The Gay Marriage Debate

Here is an insane argument against the California Supreme Court ruling:

How, then, can a court invalidate the referendum and over-rule the will of the people? Basically through a kind of legal fraud. The court has to pretend that there is a right to gay marriage even though it is nowhere evident in the state constitution. Read the constitution, hold it up to the light, squeeze lemon juice on it–you won’t see a right to gay marriage in there. It is simply not an enumerated right, nor is it a right that can be clearly derived from other enumerated rights.

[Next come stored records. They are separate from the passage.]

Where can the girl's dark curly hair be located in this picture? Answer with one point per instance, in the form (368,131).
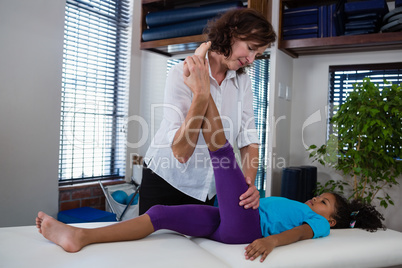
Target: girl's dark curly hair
(245,24)
(367,218)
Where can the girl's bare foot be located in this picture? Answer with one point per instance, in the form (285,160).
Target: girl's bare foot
(68,237)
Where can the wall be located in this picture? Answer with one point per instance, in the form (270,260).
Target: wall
(308,113)
(30,74)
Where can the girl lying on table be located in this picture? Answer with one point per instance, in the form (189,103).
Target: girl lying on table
(278,221)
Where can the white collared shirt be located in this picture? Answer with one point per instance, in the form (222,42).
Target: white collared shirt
(234,101)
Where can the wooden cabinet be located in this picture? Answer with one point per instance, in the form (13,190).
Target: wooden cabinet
(337,44)
(186,44)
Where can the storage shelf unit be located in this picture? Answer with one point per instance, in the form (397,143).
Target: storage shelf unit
(337,44)
(186,44)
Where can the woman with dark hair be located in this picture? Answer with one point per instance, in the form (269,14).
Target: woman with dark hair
(177,167)
(277,222)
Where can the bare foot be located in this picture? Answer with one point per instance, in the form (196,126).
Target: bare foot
(201,51)
(68,237)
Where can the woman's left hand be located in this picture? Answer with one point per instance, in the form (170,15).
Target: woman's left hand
(251,198)
(262,246)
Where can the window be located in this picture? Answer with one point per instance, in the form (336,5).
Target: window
(343,77)
(94,89)
(259,74)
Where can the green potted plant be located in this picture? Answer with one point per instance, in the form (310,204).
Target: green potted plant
(366,143)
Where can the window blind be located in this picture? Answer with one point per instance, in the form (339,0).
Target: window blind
(343,77)
(94,89)
(259,74)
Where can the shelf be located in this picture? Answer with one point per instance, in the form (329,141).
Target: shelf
(342,44)
(180,45)
(174,46)
(336,44)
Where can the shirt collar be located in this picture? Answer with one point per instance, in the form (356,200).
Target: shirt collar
(229,74)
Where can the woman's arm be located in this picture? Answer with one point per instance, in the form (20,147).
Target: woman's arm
(264,246)
(249,155)
(196,77)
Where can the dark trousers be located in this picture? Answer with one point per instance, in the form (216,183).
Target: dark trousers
(156,191)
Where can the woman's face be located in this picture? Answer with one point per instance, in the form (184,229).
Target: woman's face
(243,54)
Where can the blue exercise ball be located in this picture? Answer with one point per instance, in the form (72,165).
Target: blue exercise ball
(120,196)
(135,201)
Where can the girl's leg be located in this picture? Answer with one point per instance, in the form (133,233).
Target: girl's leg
(238,225)
(192,220)
(72,239)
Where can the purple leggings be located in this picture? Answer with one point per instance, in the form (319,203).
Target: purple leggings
(230,223)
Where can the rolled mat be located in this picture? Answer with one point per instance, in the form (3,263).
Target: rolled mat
(173,16)
(175,30)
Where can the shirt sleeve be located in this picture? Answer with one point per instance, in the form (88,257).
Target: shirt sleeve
(319,225)
(248,133)
(177,100)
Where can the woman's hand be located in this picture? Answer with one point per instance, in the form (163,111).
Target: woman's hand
(251,198)
(198,80)
(201,52)
(196,71)
(260,247)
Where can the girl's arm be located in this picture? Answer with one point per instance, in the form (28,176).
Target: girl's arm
(264,246)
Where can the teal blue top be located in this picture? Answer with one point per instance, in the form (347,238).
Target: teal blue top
(278,214)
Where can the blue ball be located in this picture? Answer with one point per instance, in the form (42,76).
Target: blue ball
(135,201)
(120,196)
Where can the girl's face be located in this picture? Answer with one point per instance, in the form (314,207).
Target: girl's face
(243,54)
(323,205)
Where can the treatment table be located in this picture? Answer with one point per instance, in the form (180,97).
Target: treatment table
(25,247)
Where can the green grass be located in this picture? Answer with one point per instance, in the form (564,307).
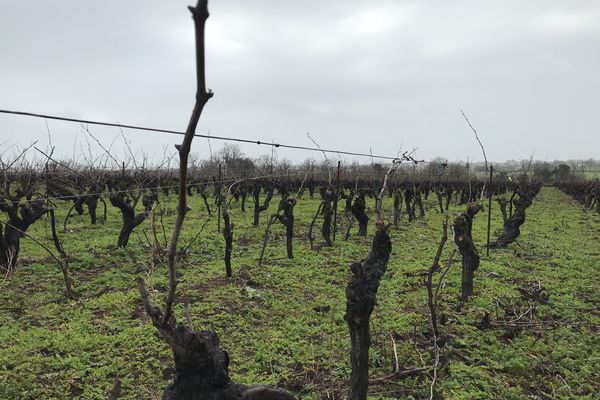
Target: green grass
(53,348)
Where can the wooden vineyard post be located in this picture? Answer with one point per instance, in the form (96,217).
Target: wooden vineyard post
(219,200)
(335,200)
(487,250)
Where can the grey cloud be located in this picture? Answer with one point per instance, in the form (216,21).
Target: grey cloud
(356,74)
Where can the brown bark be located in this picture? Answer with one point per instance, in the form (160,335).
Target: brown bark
(361,294)
(470,257)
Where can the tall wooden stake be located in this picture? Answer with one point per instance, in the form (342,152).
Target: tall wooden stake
(335,200)
(487,250)
(219,201)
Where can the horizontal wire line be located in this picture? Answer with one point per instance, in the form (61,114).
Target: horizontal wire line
(231,139)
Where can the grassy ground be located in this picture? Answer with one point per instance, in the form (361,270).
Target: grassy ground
(56,348)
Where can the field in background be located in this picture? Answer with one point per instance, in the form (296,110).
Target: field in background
(282,323)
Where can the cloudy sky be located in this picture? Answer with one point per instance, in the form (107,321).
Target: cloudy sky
(357,75)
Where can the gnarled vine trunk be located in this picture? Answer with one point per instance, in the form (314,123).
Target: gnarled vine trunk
(361,294)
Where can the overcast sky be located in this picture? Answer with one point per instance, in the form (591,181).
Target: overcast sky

And here is that argument torn to pieces:

I bet there’s a whole range of unenumerated rights the court has rightly protected that D’Souza is all for. Nowhere in the constitution does it mention any right to travel from state to state, or to send one’s children to private school (or to homeschool them, for that matter), or the right to read a book if one chooses to. Read the constitution, hold it up to the light, squeeze lemon juice on it - you won’t see any of those rights mentioned. Yet the courts have rightly protected them anyway.

Supreme Courts exist precisely in order to counter democracy. The Founding Fathers feared unfiltered democracy (mob rule) more than just about anything. Those Courts’ function is to protect minorities from the whims of majorities. The so-called Conservatives only remember this principle when it happens to suit them to remember it.